El objetivo de sus vidas era la larga iniciación. Algunos alcanzaron el punto sublime de esa “visión transformadora”.
Todo el ámbito tiene la cualidad que Rudolf Otto designaba con el nombre de “lo numinoso”: un ámbito geográfico que misteriosamente nos estremece en una dirección interior, espiritual.

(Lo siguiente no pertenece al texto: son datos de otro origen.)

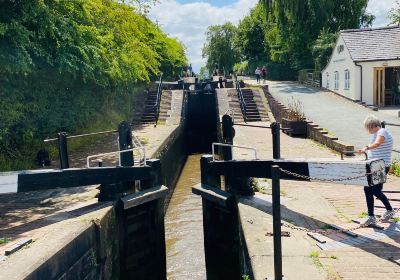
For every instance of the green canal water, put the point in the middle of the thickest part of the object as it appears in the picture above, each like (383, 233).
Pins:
(184, 227)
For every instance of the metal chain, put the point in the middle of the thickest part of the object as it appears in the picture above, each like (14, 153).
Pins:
(287, 172)
(329, 231)
(321, 231)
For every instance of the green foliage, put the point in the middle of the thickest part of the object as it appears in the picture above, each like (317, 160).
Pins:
(241, 68)
(64, 64)
(394, 14)
(219, 49)
(286, 35)
(204, 73)
(289, 35)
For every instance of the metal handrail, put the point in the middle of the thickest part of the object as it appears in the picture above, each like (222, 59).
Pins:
(82, 135)
(113, 153)
(157, 104)
(241, 100)
(233, 146)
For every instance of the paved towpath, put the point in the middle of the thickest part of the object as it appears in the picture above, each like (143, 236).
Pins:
(309, 205)
(341, 117)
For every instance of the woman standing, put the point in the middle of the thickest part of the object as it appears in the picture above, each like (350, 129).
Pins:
(258, 74)
(380, 147)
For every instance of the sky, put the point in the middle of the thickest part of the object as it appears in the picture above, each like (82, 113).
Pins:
(188, 20)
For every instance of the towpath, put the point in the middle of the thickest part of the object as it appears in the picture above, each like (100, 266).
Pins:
(310, 205)
(341, 117)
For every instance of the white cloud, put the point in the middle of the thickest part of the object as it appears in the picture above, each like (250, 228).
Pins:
(189, 22)
(381, 8)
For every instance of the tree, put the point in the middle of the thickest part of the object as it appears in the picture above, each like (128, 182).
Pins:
(219, 49)
(323, 48)
(394, 14)
(66, 63)
(294, 26)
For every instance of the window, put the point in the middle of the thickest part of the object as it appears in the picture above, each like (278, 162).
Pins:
(327, 80)
(336, 80)
(346, 79)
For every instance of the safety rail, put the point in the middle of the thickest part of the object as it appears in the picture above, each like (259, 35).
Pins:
(232, 146)
(143, 150)
(126, 140)
(158, 101)
(241, 100)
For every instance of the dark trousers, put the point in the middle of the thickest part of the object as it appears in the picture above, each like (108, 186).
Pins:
(376, 190)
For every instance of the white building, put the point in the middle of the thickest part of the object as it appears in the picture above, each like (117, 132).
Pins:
(365, 66)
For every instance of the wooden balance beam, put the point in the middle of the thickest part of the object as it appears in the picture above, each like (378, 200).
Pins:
(348, 172)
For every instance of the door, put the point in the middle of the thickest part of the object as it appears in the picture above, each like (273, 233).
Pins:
(379, 86)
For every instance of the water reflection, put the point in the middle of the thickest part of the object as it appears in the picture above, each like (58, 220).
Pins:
(184, 227)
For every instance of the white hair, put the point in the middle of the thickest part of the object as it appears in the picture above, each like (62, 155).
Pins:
(371, 121)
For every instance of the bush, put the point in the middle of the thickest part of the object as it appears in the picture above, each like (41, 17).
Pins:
(67, 64)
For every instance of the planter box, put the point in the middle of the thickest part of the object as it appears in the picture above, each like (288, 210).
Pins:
(298, 128)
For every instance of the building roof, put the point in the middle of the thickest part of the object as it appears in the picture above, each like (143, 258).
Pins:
(373, 44)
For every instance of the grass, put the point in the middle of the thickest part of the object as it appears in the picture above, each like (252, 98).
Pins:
(314, 255)
(144, 140)
(326, 227)
(363, 215)
(4, 240)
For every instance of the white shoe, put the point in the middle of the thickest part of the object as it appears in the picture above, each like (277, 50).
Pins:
(388, 215)
(370, 221)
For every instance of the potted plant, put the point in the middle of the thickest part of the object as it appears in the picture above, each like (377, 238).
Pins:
(294, 119)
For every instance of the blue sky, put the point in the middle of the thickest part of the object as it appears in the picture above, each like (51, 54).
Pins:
(219, 3)
(188, 20)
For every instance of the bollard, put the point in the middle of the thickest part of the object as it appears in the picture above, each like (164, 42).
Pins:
(206, 178)
(276, 213)
(276, 140)
(155, 180)
(125, 143)
(63, 150)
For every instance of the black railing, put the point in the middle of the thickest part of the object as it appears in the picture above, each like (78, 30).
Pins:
(241, 100)
(158, 101)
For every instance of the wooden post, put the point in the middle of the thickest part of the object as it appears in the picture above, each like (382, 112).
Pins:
(276, 214)
(63, 150)
(276, 140)
(235, 185)
(206, 178)
(125, 143)
(155, 181)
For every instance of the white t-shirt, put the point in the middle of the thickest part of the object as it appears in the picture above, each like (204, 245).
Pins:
(384, 151)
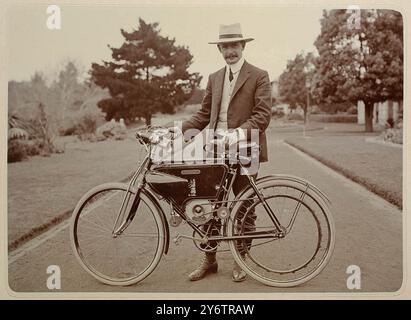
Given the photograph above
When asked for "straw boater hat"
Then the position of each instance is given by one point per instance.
(230, 33)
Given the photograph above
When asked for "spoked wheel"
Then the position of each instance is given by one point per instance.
(306, 246)
(123, 259)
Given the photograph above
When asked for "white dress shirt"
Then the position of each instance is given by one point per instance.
(228, 88)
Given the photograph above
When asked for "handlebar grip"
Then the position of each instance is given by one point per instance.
(144, 136)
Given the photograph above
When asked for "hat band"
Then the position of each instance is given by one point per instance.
(227, 36)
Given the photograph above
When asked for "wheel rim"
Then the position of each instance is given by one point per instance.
(121, 260)
(302, 260)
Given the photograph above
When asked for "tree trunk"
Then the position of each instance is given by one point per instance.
(305, 115)
(369, 108)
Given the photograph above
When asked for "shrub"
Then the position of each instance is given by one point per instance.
(83, 122)
(16, 151)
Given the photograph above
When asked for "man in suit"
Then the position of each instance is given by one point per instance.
(237, 100)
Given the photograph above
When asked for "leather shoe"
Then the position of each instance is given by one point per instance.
(203, 269)
(238, 274)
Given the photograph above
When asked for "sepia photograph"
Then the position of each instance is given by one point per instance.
(204, 148)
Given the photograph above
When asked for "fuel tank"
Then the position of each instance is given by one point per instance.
(183, 182)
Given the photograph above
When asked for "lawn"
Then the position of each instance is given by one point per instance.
(46, 188)
(43, 191)
(345, 149)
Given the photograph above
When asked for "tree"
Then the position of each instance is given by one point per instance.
(360, 61)
(149, 74)
(292, 87)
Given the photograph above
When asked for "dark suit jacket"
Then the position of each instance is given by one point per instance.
(249, 107)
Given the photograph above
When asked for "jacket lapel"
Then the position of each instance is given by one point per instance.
(242, 77)
(218, 84)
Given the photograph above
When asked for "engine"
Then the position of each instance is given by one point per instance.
(199, 211)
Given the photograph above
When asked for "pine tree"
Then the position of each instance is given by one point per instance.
(361, 60)
(148, 74)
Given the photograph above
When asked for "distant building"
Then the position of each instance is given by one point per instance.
(383, 111)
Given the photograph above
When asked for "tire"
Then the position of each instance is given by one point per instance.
(127, 258)
(307, 246)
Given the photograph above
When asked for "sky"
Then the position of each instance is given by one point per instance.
(280, 33)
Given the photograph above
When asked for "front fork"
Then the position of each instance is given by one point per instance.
(122, 223)
(280, 228)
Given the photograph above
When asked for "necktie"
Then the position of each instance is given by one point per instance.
(231, 76)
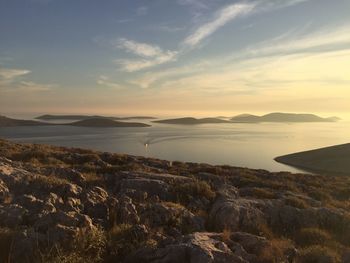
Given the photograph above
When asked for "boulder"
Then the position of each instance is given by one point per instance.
(12, 215)
(194, 248)
(126, 212)
(4, 191)
(236, 214)
(152, 187)
(95, 203)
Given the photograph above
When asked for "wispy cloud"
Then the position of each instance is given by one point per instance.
(152, 55)
(32, 86)
(142, 10)
(198, 4)
(7, 74)
(11, 80)
(105, 81)
(222, 17)
(141, 49)
(289, 48)
(324, 40)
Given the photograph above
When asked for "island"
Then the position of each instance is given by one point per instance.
(103, 122)
(49, 117)
(281, 117)
(329, 160)
(62, 204)
(192, 121)
(9, 122)
(97, 122)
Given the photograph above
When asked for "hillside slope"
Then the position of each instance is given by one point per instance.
(334, 159)
(73, 205)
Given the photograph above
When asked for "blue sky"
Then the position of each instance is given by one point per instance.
(199, 57)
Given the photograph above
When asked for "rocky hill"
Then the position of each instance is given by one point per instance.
(192, 121)
(9, 122)
(282, 117)
(73, 205)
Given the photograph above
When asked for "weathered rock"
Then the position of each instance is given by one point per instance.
(195, 248)
(127, 213)
(172, 215)
(235, 214)
(95, 203)
(70, 219)
(4, 191)
(150, 186)
(12, 215)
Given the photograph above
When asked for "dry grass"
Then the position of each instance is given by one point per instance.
(317, 254)
(312, 236)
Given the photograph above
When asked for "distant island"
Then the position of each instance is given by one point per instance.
(96, 207)
(48, 117)
(102, 122)
(281, 117)
(8, 122)
(331, 160)
(98, 122)
(192, 121)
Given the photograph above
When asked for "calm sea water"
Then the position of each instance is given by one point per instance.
(245, 145)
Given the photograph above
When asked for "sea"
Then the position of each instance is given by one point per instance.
(248, 145)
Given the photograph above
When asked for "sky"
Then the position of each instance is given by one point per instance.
(174, 57)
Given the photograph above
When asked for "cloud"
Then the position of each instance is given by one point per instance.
(130, 65)
(142, 10)
(32, 86)
(10, 74)
(166, 28)
(222, 17)
(290, 47)
(152, 55)
(10, 80)
(141, 49)
(105, 81)
(198, 4)
(325, 40)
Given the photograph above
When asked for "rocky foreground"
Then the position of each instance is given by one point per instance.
(72, 205)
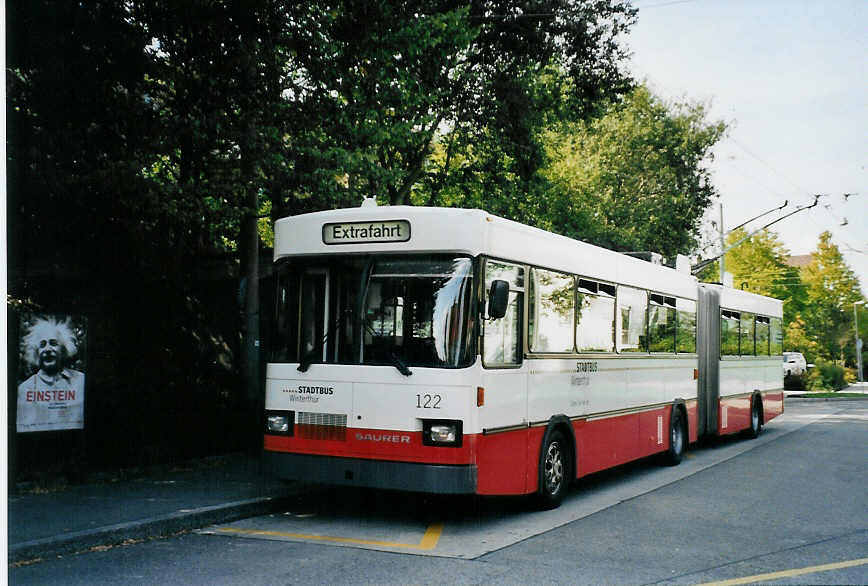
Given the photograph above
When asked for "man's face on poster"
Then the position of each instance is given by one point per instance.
(50, 354)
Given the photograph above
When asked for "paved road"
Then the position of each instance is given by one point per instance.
(789, 508)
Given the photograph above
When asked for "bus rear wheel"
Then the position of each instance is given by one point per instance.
(677, 439)
(756, 410)
(555, 471)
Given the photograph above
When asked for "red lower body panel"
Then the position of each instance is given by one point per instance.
(507, 463)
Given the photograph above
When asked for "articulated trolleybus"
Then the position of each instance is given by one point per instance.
(452, 351)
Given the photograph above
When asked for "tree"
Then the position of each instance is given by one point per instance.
(759, 265)
(376, 82)
(831, 288)
(634, 178)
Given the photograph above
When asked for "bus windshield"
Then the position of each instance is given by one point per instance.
(404, 310)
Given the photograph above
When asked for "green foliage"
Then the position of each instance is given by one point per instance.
(826, 376)
(831, 289)
(634, 178)
(759, 265)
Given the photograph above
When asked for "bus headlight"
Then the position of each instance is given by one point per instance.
(442, 432)
(279, 422)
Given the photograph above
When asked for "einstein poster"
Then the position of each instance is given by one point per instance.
(52, 364)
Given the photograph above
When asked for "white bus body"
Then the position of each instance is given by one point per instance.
(387, 373)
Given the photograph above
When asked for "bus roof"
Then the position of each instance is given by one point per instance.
(738, 300)
(398, 229)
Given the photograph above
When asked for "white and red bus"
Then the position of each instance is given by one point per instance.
(453, 351)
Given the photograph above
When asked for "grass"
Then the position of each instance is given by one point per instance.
(831, 395)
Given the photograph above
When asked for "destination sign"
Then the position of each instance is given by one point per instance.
(366, 232)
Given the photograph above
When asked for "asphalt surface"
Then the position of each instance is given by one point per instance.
(796, 504)
(46, 523)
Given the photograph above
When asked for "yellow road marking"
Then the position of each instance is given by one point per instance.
(788, 573)
(428, 542)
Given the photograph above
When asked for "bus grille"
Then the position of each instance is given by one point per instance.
(321, 426)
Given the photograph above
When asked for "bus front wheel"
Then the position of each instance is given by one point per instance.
(555, 471)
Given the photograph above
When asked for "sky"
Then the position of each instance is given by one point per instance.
(790, 78)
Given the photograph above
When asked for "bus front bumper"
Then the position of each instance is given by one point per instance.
(408, 476)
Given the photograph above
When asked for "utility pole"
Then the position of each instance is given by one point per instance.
(858, 340)
(722, 247)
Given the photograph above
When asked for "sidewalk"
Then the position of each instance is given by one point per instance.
(186, 497)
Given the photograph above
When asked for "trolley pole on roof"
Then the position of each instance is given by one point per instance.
(722, 246)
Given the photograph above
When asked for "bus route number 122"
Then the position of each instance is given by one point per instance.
(428, 401)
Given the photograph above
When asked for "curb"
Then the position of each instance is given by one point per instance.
(151, 527)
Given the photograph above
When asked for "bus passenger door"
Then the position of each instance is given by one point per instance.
(501, 455)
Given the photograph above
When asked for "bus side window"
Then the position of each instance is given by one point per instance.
(501, 341)
(632, 320)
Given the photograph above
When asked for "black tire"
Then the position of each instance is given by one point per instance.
(756, 412)
(677, 439)
(555, 471)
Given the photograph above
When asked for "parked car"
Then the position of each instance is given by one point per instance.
(794, 364)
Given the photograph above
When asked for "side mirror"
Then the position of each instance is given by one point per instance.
(498, 299)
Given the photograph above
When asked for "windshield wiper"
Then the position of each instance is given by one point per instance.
(309, 357)
(400, 364)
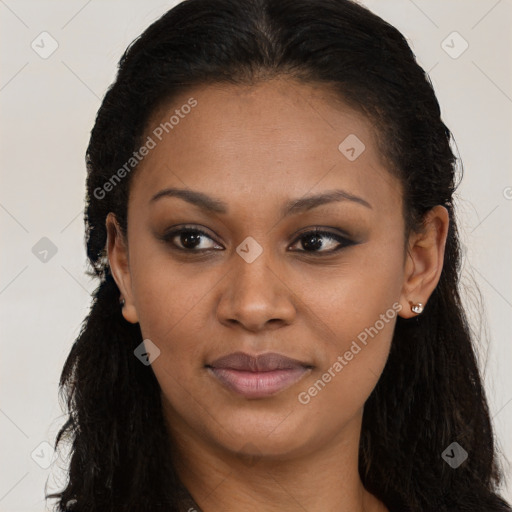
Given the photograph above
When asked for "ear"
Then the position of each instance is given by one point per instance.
(117, 251)
(424, 260)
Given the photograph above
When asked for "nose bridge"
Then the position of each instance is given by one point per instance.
(256, 292)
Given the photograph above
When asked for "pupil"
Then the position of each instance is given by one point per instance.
(187, 236)
(317, 244)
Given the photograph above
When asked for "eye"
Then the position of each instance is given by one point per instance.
(315, 239)
(189, 239)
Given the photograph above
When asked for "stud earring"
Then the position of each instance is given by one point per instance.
(416, 307)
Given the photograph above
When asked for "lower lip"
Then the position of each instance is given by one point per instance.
(258, 384)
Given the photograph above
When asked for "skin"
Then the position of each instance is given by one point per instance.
(255, 148)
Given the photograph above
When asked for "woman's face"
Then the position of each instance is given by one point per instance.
(256, 280)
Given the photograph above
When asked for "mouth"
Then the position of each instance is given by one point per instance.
(257, 376)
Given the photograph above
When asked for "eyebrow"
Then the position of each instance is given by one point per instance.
(292, 207)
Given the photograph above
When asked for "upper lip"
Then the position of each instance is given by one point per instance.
(260, 363)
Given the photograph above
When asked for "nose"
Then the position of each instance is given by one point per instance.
(256, 296)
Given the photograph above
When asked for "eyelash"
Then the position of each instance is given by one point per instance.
(342, 240)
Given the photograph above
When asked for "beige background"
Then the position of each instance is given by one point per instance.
(48, 107)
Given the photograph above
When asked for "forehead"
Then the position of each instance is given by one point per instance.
(277, 137)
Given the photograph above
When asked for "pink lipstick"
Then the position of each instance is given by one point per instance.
(257, 376)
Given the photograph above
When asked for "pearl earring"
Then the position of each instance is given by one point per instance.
(417, 307)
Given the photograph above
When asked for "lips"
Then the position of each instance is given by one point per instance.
(257, 376)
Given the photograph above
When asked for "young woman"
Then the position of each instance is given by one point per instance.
(278, 324)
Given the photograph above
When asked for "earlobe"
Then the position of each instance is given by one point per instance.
(118, 259)
(424, 262)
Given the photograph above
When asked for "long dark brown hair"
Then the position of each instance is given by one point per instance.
(430, 393)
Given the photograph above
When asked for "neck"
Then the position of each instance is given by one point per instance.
(323, 477)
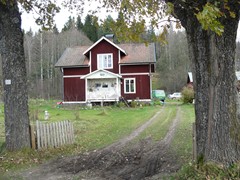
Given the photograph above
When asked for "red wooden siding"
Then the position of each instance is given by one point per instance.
(102, 48)
(135, 69)
(142, 88)
(75, 71)
(74, 89)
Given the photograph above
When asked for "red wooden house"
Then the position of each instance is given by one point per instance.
(107, 71)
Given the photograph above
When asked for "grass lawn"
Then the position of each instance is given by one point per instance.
(93, 128)
(99, 127)
(159, 128)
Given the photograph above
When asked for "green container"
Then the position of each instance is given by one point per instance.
(159, 94)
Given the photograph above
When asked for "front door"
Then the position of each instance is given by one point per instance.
(102, 89)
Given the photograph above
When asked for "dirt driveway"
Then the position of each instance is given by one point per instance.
(125, 159)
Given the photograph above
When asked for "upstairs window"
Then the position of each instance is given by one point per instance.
(105, 61)
(129, 86)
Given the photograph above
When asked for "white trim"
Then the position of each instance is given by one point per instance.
(74, 102)
(90, 61)
(103, 38)
(133, 74)
(87, 75)
(73, 76)
(119, 59)
(129, 79)
(141, 100)
(98, 60)
(86, 92)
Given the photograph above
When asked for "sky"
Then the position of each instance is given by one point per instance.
(62, 17)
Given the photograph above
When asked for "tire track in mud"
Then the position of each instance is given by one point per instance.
(120, 160)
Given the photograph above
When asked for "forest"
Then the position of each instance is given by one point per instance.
(44, 48)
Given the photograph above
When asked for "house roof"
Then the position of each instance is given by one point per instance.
(131, 54)
(138, 53)
(101, 72)
(73, 57)
(110, 42)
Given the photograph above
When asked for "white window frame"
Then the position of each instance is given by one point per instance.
(125, 85)
(100, 60)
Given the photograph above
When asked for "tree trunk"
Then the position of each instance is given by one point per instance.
(217, 101)
(14, 77)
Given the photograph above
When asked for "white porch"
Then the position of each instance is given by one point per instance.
(102, 85)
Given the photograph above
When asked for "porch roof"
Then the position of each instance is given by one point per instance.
(101, 74)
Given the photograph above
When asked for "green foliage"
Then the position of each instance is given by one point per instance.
(90, 27)
(209, 18)
(187, 94)
(70, 24)
(134, 104)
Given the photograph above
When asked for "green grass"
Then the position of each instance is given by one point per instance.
(93, 128)
(99, 127)
(182, 142)
(159, 128)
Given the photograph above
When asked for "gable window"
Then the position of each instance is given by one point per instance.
(105, 61)
(129, 85)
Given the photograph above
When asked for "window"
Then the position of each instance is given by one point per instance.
(129, 86)
(105, 61)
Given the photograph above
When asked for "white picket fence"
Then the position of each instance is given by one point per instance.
(53, 134)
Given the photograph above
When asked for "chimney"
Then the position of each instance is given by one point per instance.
(109, 37)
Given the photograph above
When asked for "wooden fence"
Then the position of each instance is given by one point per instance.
(46, 135)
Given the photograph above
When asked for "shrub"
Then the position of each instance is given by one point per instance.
(121, 104)
(187, 95)
(133, 104)
(208, 171)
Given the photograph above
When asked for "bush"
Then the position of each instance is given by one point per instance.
(134, 104)
(208, 171)
(121, 104)
(187, 95)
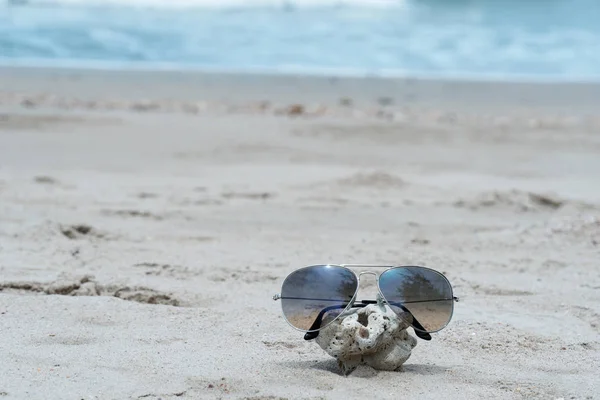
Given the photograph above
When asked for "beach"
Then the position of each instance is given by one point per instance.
(147, 218)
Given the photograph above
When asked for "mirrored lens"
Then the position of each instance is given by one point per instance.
(318, 293)
(424, 293)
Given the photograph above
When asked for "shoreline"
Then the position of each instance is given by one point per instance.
(54, 87)
(147, 219)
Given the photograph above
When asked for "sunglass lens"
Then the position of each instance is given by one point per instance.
(424, 293)
(319, 292)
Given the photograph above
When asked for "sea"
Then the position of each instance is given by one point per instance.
(556, 40)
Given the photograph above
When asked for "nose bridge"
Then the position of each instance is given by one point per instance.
(367, 273)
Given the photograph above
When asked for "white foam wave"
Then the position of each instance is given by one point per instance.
(212, 3)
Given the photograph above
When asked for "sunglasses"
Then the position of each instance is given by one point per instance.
(314, 297)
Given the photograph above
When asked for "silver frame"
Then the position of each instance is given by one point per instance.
(380, 297)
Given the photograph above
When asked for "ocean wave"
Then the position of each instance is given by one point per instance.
(432, 37)
(290, 4)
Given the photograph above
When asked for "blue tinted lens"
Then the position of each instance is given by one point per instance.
(319, 291)
(424, 293)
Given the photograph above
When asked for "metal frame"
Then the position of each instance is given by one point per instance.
(381, 300)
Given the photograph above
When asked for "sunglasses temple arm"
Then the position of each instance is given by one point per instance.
(319, 320)
(314, 329)
(420, 331)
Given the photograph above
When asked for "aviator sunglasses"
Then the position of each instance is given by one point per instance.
(313, 297)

Los esenios tuvieron a Qumram y Engedi como principal centro desde el siglo II antes de Cristo.
Los rebeldes esenios
Los esenios se preferían marginales. No solamente por la elección de un riguroso apartamiento en ese gran monasterio de piedra y arena que es el desierto, sino porque también, sin presentarse como heterodoxos, se negaron al “sistema” impuesto por Jerusalem y su jerarquía religiosa, el motor de la teocracia israelí, cuyo poder se concentraba en el Sanedrín. De hecho eran los protagonistas de una callada pero firme subversión. Entre ellos maduraba la convicción de que la palabra revelada, la palabra de Jehová, no podría tener como destinatario un único pueblo, “el pueblo elegido”. Les resultaba tal vez inadmisible aceptar que la palabra suprema no tuviese a toda la humanidad, a toda la condición humana como destinatario.
Los esenios renunciaban a la violencia. Optaron por el apartamiento en comunidades destinadas a mantener el germen de una verdad. Qumram fue uno de los centros. Otro habría estado en Egipto, a orillas del lago Mareotis. Durante veinte siglos el mundo de los esenios quedó sepultado. Pero en 1947 un pastor beduino corrió detrás de una cabra que se había escondido en una de las grutas. Encontró varias ánforas de terracota que contenían “rollos” de pergamino. Eran textos bíblicos escritos dos siglos antes del advenimiento de Cristo. La mayor parte de los escolios correspondía al libro de Isaías, el profeta que con la mayor vehemencia acusatoria anunció “el rescate de Jerusalem”, por la llegada del Mesías, portador de la verdad para todos los hombres. “Vengo e unir las naciones de todas las lenguas”, dice uno de sus versículos, También se encontraron documentos concernientes al misterioso libro de Enoch y un “Manual de Disciplina” por el cual se regía la secta.
Los esenios, como los órficos y los pitagóricos, creían en la preexistencia del alma que se encarnaba, “hasta que con alegría logra huir de la cárcel del cuerpo”. Veían en la muerte liberación y el verdadero nacimiento. Creían también en la predestinación: se suceden generaciones de hijos de la luz y de hijos de la tiniebla, por lo cual este mundo no puede ser más que conflicto.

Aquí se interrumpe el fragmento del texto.